Dans les couloirs, la libération des fermetures des portes coupe-feu ne s’est pas faite, notent les experts, ajoutant que l’ouverture des gâches (pièce de serrurerie), qui n’est «pas possible sous alarme», peut se faire uniquement avec une clé.

Quant aux voies d’évacuation et de sauvetage, elles posent problème selon eux: «Les pompiers n’ont pas pu accéder normalement et, faute de clé, l’accessibilité des lieux a été impossible. Des personnes fuyant le danger sont retournées en arrière car elles ne pouvaient ouvrir la porte verrouillée.»

Le document soutient que l’installation de détection, placée dans une armoire non compartimentée, aurait dû s’enclencher automatiquement. Ce ne fut manifestement pas le cas, selon le rapport, ajoutant qu’elle n’est pas raccordée à la centrale d’alarme.

Quant à certaines portes, elles sont dotées de «poignées boule» ne permettant pas l’ouverture pour les intervenants en cas de feu. L’éclairage de secours et l’accessibilité à l’immeuble ne tiennent pas la route, générant désorientation, peur et panique, selon les experts. Pour eux, une installation de détection dans chaque local s’impose.
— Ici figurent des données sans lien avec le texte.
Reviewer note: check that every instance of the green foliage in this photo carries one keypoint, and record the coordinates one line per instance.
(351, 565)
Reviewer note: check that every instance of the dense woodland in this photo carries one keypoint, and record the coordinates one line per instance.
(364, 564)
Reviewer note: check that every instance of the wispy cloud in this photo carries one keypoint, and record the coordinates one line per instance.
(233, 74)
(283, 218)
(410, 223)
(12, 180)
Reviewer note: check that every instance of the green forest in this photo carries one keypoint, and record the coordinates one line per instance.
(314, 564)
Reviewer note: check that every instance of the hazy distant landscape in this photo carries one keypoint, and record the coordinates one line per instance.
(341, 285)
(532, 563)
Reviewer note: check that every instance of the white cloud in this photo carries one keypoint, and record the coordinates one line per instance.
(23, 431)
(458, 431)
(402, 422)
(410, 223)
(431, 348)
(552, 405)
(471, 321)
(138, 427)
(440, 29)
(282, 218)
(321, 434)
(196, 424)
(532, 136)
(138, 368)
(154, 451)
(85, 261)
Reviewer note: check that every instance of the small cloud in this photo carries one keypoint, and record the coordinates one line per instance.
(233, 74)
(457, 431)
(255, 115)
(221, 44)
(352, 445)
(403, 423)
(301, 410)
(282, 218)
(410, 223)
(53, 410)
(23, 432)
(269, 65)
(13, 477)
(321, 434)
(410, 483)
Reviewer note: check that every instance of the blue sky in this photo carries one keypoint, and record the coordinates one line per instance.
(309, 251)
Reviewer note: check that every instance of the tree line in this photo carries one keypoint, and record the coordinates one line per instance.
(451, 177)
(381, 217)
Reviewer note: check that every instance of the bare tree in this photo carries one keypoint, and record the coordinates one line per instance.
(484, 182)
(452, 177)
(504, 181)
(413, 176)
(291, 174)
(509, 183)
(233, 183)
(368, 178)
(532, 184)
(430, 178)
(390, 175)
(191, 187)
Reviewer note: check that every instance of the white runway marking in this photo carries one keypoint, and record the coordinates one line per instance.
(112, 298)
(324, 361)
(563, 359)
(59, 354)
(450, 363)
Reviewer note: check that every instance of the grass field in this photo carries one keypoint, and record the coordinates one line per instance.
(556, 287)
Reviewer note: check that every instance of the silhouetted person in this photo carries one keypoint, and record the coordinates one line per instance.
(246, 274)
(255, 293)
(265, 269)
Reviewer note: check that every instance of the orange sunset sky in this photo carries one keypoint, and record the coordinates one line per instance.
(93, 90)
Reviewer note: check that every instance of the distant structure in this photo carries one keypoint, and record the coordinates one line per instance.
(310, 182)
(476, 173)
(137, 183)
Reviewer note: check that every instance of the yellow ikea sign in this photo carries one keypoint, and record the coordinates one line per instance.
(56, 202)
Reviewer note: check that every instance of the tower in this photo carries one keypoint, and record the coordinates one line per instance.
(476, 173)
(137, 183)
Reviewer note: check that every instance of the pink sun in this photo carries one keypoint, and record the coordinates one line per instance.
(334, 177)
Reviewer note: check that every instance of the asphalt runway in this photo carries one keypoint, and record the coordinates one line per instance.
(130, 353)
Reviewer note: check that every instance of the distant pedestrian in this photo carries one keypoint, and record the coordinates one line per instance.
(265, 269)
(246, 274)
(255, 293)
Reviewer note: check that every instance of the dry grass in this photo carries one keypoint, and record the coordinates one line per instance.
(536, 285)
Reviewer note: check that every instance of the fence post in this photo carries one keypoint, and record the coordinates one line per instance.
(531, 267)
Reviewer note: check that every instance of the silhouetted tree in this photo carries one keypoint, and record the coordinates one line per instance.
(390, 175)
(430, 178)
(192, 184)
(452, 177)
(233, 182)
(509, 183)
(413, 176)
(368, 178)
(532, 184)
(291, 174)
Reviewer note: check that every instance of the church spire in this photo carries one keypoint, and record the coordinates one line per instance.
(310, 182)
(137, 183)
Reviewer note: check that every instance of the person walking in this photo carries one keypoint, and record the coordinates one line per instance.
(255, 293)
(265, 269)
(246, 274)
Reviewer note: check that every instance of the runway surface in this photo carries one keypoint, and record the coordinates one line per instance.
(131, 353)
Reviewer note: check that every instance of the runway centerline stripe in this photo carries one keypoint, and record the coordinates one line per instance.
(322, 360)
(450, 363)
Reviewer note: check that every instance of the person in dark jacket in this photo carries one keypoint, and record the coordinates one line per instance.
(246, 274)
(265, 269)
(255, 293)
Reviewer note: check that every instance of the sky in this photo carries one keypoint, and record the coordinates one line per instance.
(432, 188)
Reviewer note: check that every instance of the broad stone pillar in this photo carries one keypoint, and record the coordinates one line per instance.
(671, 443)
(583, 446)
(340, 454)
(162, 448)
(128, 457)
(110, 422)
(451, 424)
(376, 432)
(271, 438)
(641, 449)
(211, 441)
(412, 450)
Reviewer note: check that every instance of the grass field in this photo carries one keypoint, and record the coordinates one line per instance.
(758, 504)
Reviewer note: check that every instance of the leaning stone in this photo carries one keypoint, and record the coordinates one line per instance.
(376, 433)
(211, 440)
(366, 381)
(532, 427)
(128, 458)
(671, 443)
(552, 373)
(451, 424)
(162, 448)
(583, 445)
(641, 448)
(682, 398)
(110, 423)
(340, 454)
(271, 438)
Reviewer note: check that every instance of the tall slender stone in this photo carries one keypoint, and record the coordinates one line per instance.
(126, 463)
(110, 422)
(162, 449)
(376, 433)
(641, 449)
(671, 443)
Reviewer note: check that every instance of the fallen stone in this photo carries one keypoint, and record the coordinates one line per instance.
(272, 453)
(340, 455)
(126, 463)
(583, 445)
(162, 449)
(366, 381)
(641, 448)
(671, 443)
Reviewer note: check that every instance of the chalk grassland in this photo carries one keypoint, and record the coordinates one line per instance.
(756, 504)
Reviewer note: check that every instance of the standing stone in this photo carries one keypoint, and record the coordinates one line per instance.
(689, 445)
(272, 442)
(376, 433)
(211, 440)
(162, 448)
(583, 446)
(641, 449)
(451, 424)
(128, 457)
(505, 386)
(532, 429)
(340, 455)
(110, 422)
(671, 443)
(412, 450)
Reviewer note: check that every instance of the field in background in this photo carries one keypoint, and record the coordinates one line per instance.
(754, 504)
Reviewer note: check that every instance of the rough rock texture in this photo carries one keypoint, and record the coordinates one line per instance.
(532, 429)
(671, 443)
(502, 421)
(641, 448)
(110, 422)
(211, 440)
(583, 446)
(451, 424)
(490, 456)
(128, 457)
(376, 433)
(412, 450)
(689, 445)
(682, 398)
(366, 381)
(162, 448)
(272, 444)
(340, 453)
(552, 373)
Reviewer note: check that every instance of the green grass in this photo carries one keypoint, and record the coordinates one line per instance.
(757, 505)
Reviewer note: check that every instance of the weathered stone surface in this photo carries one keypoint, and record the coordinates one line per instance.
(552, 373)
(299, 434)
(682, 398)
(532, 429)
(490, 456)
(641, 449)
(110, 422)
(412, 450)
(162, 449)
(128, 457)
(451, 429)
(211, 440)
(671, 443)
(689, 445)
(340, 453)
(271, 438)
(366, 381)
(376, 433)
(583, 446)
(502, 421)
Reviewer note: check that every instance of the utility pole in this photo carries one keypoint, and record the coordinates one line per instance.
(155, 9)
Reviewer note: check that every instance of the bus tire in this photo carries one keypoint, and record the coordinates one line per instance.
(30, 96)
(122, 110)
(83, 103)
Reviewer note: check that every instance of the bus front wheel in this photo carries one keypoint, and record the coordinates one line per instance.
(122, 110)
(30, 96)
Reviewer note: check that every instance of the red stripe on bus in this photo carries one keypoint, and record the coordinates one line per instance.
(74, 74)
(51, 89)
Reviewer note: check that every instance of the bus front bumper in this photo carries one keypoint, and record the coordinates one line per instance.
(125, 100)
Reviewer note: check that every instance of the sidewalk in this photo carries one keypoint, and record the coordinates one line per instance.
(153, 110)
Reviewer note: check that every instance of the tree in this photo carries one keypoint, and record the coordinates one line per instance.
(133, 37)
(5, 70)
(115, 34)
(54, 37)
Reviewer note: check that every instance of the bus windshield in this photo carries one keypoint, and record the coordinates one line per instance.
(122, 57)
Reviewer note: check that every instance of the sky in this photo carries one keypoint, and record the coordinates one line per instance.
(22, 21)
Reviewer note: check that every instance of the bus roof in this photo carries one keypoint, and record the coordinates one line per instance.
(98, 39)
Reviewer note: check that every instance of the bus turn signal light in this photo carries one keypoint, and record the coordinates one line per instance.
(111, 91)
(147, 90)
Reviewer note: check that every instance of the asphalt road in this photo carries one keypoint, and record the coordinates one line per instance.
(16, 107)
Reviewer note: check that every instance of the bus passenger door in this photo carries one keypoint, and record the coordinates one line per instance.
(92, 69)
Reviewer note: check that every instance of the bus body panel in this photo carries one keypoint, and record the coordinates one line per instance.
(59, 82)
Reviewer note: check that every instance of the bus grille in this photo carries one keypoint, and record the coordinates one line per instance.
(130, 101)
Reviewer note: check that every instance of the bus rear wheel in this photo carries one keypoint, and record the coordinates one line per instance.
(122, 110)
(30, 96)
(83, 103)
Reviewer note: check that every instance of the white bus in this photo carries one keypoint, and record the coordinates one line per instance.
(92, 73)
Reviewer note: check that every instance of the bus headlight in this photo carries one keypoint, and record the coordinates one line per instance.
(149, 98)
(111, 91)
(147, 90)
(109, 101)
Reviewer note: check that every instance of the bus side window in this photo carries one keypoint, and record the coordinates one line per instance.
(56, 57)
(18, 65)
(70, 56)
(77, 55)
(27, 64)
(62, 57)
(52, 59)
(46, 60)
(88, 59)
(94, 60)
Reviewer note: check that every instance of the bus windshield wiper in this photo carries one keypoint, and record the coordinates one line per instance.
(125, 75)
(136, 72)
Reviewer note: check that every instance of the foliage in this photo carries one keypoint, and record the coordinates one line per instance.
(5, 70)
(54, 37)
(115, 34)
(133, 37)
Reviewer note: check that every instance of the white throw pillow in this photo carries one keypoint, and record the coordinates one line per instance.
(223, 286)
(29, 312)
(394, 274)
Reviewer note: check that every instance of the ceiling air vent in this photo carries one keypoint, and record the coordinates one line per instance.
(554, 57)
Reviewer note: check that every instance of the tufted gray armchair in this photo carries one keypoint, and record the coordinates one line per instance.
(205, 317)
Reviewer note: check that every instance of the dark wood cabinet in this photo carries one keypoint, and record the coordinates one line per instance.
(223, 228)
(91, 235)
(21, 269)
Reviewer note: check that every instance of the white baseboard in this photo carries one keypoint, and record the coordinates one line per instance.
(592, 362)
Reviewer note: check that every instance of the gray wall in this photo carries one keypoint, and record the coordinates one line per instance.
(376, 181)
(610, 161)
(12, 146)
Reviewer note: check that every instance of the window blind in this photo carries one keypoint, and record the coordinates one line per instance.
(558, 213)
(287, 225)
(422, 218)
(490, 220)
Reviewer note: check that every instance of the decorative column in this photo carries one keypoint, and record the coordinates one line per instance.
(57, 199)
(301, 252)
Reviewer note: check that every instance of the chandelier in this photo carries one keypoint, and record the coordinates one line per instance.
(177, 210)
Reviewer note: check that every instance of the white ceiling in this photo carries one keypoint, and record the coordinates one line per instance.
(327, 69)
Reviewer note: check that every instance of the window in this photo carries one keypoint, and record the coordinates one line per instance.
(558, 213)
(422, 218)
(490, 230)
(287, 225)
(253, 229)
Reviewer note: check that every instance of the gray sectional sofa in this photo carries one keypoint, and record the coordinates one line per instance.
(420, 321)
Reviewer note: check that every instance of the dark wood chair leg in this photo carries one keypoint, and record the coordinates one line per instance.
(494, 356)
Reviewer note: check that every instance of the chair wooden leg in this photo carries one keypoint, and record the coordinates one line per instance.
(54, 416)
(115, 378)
L’installation de «désenfumage» de la cage d’escalier n’a pas non plus fonctionné correctement car «elle n’était pas asservie à l’alarme feu». De plus, l’interrupteur des exutoires de fumée n’est pas accessible, mentionnent les experts. Il se trouverait dans un boîtier fermé à clé. L’alarme sonore, «pas assez forte et mal répartie» dans les couloirs, n’échappe pas non plus à la critique. Pour le duo d’experts, il manque un concept d’intervention, ce qui expliquerait le retard de l’opération d’urgence et le manque de moyens des pompiers.

Autre absence soulignée, celle d’un chargé de sécurité sur le site: «Les agents de sécurité (ndlr: trois sont prévenus dans cette affaire) ont une formation différente, basée sur la sûreté.» Enfin, la formation du personnel d’exploitation est jugée partielle et les résidents n’ont pas été correctement informés pour faire face à une alarme.

Des conclusions contestées

Ces conclusions transmises à l’Etat ont aussitôt fait l’objet d’un rapport interne les contestant et remettant en cause la méthode ainsi que les conclusions de l’expertise judiciaire. Christophe Girod, directeur général de l’Hospice général, se défend ainsi: «L’Hospice, en tant qu’exploitant du centre des Tattes, se conforme aux exigences de sécurité incendie relatives aux «immeubles d’habitation», classification donnée au centre par l’autorité compétente genevoise (ndlr: police du feu). L’Hospice considère que les conclusions des experts ne sont pas pertinentes puisqu’ils évaluent le dispositif de sécurité incendie des Tattes sur la base d’une classification «hébergement de type B».

Mauro Poggia, conseiller d’Etat chargé du Social, renchérit: «Cette expertise arrive cette année pour des faits survenus en 2014. J’ai bien reçu la lettre d’Olivier Jornot, mais on n’allait pas pouvoir, comme semblait le dire ce message subliminal, évacuer les Tattes du jour au lendemain pour mettre ces résidents dans des abris PC moins dotés en matière de sécurité. Nous allons mettre les bouchées doubles pour répondre au Ministère public avant l’audition des experts à la mi-mai afin de contester leur mise en cause. La situation que nous vivons et la classification sont conformes à la loi, même si tous les hébergements collectifs impliquent un risque. Surtout dans un tel contexte propice aux conflits interpersonnels.»